Institute for Fiscal Studies director Paul Johnson has posted an Independent View on LibDem Voice which lays out the problems facing the UK government attempting to reduce the budget deficit, the resulting debt and the debt historically accumulated. Two graphs in the article usefully separate out the components.

Mr Johnson writes that the deficit "is still hovering around £100 billion this year" and that "The Office of Budget Responsibility estimates that around £70 billion of that deficit is structural" leaving around £30 billion cyclical deficit, that is, £30 billion which should disappear in the good times. What worries me is that we are now entering the good times, judging by the GDP figures, and that tax returns are below budget estimates. It is unlikely that the poor weather in August was a major factor in this, nor that a drier than usual September is going to improve the I&E account by much. This is the wrong time to raise the start level for the 40% income tax rate, still worse to reduce that rate. If higher incomes really are drifting up, then the exchequer should take its fair share. This is the time, in George Osborne's memorable phrase, to start fixing the roof.
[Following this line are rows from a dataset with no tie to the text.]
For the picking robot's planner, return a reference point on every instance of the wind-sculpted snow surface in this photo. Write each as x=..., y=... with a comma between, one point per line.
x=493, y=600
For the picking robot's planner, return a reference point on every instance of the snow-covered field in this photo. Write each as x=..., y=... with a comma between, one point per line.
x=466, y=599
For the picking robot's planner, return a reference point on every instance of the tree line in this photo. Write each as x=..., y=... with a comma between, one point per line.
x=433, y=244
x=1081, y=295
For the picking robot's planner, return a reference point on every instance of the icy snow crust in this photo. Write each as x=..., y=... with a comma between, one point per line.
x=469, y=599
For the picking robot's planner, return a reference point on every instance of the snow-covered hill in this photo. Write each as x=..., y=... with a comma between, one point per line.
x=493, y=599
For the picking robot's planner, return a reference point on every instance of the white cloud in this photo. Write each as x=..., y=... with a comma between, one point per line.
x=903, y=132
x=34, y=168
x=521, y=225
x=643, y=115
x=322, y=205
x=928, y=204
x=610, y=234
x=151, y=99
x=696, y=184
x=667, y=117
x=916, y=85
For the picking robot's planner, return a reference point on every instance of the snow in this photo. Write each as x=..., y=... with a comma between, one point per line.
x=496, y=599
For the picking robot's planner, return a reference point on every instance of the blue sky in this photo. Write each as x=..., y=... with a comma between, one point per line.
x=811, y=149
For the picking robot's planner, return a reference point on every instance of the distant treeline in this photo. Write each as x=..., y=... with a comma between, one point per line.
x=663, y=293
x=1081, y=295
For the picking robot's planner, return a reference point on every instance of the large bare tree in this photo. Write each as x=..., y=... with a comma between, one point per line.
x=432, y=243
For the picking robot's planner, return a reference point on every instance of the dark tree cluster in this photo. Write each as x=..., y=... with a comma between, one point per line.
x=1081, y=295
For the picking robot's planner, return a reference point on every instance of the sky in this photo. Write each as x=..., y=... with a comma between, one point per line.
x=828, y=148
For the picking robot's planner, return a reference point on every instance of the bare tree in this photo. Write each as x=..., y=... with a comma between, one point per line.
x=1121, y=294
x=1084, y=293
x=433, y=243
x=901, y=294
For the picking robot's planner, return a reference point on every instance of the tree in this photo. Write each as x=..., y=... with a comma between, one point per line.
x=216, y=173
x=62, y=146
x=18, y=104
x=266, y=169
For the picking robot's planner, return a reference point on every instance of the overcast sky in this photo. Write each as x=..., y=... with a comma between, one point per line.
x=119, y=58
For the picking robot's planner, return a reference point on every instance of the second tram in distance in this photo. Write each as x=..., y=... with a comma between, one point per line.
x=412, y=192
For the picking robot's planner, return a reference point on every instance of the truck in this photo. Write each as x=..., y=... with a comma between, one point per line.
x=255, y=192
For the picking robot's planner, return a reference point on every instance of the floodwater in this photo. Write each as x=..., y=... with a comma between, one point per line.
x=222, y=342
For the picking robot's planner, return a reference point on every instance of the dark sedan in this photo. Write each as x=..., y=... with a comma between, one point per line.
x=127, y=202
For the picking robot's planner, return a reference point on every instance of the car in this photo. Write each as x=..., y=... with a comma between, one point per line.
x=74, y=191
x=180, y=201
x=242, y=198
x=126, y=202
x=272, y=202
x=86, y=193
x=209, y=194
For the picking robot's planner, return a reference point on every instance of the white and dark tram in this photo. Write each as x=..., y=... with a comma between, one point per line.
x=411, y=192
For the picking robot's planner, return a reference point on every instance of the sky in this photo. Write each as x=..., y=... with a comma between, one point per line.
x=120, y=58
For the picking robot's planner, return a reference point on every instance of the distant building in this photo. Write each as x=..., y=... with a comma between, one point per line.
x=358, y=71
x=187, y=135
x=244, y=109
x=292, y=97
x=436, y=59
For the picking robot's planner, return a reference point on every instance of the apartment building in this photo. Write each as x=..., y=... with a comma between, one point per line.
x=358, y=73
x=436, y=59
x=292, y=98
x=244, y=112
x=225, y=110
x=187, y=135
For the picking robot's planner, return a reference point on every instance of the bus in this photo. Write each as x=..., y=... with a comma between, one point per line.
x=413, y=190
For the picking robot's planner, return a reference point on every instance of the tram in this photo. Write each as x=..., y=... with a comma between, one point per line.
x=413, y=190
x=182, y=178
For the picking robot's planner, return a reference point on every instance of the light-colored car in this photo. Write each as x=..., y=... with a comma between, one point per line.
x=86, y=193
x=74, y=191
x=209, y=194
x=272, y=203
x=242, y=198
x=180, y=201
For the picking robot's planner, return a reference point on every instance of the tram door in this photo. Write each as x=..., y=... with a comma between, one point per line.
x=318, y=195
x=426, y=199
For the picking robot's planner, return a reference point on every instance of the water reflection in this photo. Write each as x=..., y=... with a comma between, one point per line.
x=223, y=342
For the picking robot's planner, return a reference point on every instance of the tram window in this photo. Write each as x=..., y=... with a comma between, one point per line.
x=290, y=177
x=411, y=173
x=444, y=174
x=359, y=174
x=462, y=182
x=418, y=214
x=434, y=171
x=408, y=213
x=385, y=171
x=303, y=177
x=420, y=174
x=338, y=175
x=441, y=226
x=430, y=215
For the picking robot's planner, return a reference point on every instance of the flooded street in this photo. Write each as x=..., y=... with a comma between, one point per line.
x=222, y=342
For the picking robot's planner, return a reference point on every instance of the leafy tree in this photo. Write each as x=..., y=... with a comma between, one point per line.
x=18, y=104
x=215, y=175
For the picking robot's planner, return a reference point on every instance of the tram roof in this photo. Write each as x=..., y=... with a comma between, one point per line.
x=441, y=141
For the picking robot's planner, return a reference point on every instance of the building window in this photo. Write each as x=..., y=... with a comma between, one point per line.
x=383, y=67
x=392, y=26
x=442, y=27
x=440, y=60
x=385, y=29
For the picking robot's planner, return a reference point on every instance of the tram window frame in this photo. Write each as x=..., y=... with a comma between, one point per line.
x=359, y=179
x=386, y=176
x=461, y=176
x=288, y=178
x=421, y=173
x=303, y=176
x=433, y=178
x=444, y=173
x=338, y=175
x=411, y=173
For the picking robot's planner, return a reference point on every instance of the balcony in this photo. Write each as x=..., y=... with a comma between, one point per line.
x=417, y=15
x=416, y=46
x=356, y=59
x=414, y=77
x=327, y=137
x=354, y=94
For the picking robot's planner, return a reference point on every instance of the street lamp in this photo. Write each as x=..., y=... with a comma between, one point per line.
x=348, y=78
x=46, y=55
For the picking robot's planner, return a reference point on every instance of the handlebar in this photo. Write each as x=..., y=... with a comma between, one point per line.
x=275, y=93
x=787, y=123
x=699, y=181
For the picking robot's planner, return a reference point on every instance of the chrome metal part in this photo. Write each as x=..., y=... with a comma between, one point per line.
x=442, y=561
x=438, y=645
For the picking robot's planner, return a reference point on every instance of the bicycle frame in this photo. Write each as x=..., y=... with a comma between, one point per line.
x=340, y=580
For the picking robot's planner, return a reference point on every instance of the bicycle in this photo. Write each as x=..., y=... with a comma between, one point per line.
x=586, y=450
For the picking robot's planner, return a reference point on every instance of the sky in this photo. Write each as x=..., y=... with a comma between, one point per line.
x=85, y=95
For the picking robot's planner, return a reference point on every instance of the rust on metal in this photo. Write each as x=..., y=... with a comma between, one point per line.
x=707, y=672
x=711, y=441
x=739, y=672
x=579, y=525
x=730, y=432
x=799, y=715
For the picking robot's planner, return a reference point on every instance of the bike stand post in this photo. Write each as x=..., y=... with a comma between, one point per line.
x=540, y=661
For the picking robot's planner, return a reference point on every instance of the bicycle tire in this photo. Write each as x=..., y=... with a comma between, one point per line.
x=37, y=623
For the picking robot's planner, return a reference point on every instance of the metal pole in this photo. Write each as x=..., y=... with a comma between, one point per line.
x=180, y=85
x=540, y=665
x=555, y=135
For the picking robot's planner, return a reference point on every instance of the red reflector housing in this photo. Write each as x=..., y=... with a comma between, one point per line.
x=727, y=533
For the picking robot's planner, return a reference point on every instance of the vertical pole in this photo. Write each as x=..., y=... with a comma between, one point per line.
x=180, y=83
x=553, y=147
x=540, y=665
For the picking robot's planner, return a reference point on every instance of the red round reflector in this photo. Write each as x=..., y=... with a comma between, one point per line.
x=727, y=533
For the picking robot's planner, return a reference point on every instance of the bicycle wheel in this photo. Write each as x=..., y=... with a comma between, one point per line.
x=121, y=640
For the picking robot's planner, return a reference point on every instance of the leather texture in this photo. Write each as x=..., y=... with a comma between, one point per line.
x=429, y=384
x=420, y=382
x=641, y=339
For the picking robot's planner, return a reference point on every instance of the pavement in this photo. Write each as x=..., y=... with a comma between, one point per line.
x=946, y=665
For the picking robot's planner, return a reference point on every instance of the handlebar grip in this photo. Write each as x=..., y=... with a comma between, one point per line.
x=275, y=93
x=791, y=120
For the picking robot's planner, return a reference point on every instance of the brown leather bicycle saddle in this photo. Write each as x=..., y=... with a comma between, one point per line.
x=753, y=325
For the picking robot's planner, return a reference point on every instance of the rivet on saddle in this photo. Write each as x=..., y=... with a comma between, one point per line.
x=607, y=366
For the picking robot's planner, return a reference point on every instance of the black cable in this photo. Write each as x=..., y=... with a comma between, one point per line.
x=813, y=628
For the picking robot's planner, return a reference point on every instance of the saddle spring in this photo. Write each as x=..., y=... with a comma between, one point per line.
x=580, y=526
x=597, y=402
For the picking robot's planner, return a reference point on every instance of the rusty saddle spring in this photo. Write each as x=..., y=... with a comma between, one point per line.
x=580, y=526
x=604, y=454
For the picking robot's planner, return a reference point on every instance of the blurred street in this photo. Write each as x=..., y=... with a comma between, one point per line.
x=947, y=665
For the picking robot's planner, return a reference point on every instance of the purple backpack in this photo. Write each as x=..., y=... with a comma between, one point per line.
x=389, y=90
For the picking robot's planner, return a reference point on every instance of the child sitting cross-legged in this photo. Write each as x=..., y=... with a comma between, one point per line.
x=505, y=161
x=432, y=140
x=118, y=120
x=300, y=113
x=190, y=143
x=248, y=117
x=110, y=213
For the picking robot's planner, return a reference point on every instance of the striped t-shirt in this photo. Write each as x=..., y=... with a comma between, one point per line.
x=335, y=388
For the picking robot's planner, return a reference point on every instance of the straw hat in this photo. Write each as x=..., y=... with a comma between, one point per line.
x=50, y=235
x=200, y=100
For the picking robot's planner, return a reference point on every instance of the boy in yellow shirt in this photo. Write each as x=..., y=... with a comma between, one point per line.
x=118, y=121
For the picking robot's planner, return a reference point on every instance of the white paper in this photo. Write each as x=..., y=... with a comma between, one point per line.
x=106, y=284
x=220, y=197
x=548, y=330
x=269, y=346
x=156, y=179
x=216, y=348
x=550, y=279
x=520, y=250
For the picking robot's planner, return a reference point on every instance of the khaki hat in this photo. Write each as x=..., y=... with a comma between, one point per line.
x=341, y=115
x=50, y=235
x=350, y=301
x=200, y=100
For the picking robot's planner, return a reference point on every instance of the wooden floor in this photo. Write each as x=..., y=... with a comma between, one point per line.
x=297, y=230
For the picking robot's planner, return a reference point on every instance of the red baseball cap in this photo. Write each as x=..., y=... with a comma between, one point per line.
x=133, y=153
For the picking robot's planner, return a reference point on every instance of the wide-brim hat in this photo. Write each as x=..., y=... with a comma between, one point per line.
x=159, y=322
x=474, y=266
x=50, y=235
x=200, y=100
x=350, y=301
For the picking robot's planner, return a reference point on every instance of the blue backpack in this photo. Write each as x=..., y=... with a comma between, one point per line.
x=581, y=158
But there is still a mystery surrounding the missing tax income. Part of the story may be filled by several tax loopholes, which Private Eye has been banging on about for years.

One loophole was identified by Gordon Brown when shadow chancellor during the last Conservative administration, but not closed by him during thirteen years of a Labour government, that is, "non-domiciled" status. Another, a favourite of hedge funds, is an "investment management" exemption which allows funds registered offshore - say, in the Cayman Islands - to be run from London without being taxed in England.

A third was actually created by Labour: the limited liability partnership.

It is unsurprising that a Conservative-dominated administration has moved to correct these sins of omission and commission, helpful as they are to City spivs, only round the edges. Nor can we expect the neo-Thatcherite UKIP to do this, but surely these are two of the loopholes whose closing would contribute to the restoration of social security which will feature in the LibDem manifesto for 2015.